There were a few minor issues with the platforming aspect of LittleBigPlanet, most of which revolved around the 3D structure of the game. It's mostly a 2D game but along the 2D path, there is a depth to the level. There can be structures in the foreground and in the background, and the game has this mechanic where it will automatically switch you between planes when you jump. This is helpful when you're climbing up a structure that exists on multiple planes, but sometimes there'll be a hazard (a string of fire, for example) in one plane and when you jump up to grab an item in your current, safe plane, the game will slide you back to the plane with the hazard in it. It's a confusing situation, and it ends up with you losing a life and there's no obvious way to overcome this problem.
As a platformer, while charming and fun, LittleBigPlanet doesn't do anything particularly revolutionary. What is groundbreaking is the level creator and community features that this title sports. As you play through the game, you'll find items that can be used in creating your own levels. You can choose from different templates for your own creations or you can start with a blank canvas and make everything from scratch.
Incredibly, despite the seemingly-limitless depth of the creator, it's surprisingly easy to use. You'll open up your character's personal menu and easily create items and structures and position them in your level. Rotating and resizing items is quite easy, and the click and drag tool for wood and stone allows you to create large structures quite easily. The workspace that you're given is large and it's no exaggeration to say that the sky's the limit when making your level; if you think something up, you'll be able to make it.
Once you've finished your creation, uploading it to the server is as easy as hitting publish; it'll be available to play for anybody who owns LittleBigPlanet. It's this aspect of the game that is most exciting, because in addition to uploading your own levels, you can obviously play levels that other people have created. I played through several; many of the levels were quite creative and some were even better than the pre-made levels. You're only going for high scores in the user-created levels; there are no items to find. But, the sheer amount and variety of the user-made content ensures that you'll find some levels that you really love.
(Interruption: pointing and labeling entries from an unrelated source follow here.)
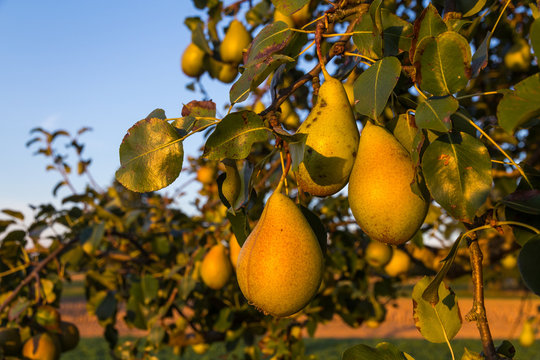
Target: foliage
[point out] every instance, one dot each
(465, 118)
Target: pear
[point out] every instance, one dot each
(380, 194)
(332, 141)
(216, 268)
(234, 250)
(280, 265)
(232, 184)
(399, 263)
(193, 60)
(235, 41)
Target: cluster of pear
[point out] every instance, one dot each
(195, 61)
(280, 265)
(46, 345)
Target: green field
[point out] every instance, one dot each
(325, 349)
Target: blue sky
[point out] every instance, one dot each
(104, 64)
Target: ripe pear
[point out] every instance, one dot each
(399, 263)
(193, 60)
(216, 267)
(378, 254)
(234, 250)
(280, 265)
(235, 41)
(232, 184)
(527, 336)
(332, 141)
(380, 194)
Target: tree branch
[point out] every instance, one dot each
(478, 311)
(35, 272)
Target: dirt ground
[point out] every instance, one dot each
(505, 317)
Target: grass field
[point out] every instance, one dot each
(324, 349)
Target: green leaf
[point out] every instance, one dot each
(287, 7)
(428, 24)
(383, 351)
(16, 214)
(149, 288)
(151, 156)
(374, 86)
(457, 169)
(234, 136)
(521, 104)
(529, 266)
(443, 63)
(534, 35)
(434, 113)
(440, 322)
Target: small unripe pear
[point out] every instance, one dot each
(235, 41)
(399, 263)
(331, 144)
(193, 60)
(280, 265)
(380, 194)
(216, 267)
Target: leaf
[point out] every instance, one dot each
(199, 109)
(151, 156)
(374, 86)
(440, 322)
(443, 63)
(481, 56)
(529, 266)
(457, 169)
(428, 24)
(534, 35)
(234, 136)
(287, 7)
(434, 113)
(383, 351)
(16, 214)
(521, 104)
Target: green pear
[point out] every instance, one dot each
(280, 265)
(236, 39)
(232, 184)
(193, 60)
(332, 141)
(216, 268)
(380, 194)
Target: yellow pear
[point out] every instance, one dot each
(43, 346)
(399, 263)
(193, 61)
(380, 194)
(234, 250)
(289, 117)
(279, 16)
(232, 184)
(526, 338)
(332, 141)
(280, 265)
(216, 267)
(235, 41)
(378, 254)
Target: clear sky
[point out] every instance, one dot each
(101, 63)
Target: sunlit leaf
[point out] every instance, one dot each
(457, 169)
(440, 322)
(151, 156)
(234, 136)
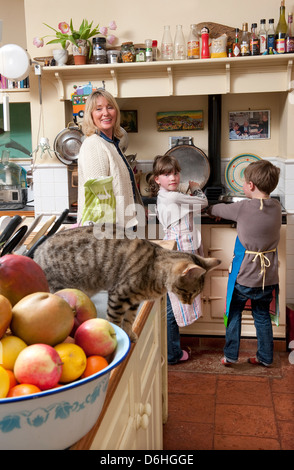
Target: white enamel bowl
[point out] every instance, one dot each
(56, 419)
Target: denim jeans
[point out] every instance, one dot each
(174, 351)
(260, 302)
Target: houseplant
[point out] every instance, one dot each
(81, 45)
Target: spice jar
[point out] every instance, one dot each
(128, 52)
(140, 54)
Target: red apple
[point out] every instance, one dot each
(96, 336)
(81, 304)
(20, 276)
(38, 364)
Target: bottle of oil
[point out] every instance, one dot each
(236, 45)
(281, 31)
(290, 35)
(245, 40)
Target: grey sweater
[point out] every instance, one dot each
(258, 229)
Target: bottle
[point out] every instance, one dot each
(154, 50)
(245, 40)
(290, 35)
(271, 35)
(281, 31)
(99, 51)
(254, 41)
(262, 37)
(179, 44)
(205, 43)
(193, 43)
(167, 48)
(236, 46)
(148, 53)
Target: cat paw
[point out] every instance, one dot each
(133, 336)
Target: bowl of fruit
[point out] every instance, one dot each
(56, 357)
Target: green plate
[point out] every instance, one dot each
(234, 173)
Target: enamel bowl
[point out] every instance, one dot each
(56, 419)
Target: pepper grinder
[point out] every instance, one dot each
(205, 43)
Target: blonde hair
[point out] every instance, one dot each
(88, 126)
(263, 174)
(163, 164)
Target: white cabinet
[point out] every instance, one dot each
(136, 402)
(218, 242)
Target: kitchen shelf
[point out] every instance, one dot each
(16, 95)
(257, 74)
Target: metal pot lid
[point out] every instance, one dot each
(234, 172)
(67, 144)
(194, 163)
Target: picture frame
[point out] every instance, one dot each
(249, 125)
(129, 120)
(169, 121)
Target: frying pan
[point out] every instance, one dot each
(68, 142)
(193, 162)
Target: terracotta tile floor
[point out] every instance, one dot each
(242, 407)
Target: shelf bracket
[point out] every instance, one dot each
(115, 83)
(228, 78)
(60, 86)
(170, 81)
(289, 75)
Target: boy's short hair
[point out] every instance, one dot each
(263, 174)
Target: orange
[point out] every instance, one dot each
(22, 389)
(12, 378)
(94, 365)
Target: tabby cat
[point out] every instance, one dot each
(130, 270)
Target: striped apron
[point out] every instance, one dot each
(188, 240)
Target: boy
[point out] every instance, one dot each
(254, 273)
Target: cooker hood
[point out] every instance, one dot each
(214, 188)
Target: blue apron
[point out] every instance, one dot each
(239, 252)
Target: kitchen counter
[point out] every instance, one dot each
(27, 211)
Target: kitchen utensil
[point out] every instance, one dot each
(20, 247)
(55, 227)
(67, 143)
(8, 231)
(234, 173)
(14, 240)
(193, 161)
(42, 231)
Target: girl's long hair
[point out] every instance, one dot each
(88, 126)
(163, 164)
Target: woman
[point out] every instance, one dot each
(100, 157)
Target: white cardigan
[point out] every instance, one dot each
(97, 158)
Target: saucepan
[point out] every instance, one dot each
(68, 142)
(193, 162)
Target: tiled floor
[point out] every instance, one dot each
(241, 407)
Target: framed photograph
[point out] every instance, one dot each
(249, 125)
(129, 120)
(180, 121)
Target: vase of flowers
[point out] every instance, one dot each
(80, 39)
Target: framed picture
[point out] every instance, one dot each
(129, 120)
(180, 121)
(249, 125)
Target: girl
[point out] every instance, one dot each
(175, 211)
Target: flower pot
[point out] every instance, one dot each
(60, 56)
(80, 52)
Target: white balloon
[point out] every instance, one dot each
(14, 62)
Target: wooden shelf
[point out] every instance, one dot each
(271, 73)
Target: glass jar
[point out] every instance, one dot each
(140, 54)
(99, 51)
(113, 56)
(128, 52)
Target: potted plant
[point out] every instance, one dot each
(81, 45)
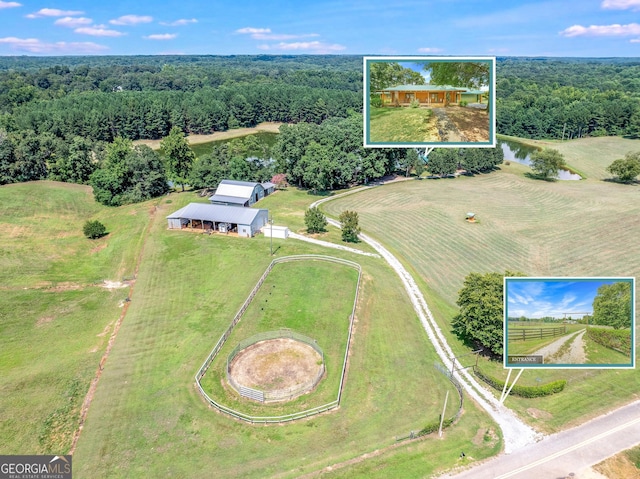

LittleBigPlanet is a platformer, but at its core it's all about the online community. It's an accessible, easy-to-pick-up title that offers lots of fun in terms of exploration. More importantly, the level creation tools are robust and intuitive, and making levels is fun, easy, and addictive. Chatting with your friends, customizing your character, uploading your own levels, and leaving feedback on other people's levels is where this game really stands out. LittleBigPlanet completely deserves all the hype it's been getting and I, for one, am more excited than ever about this title's upcoming release.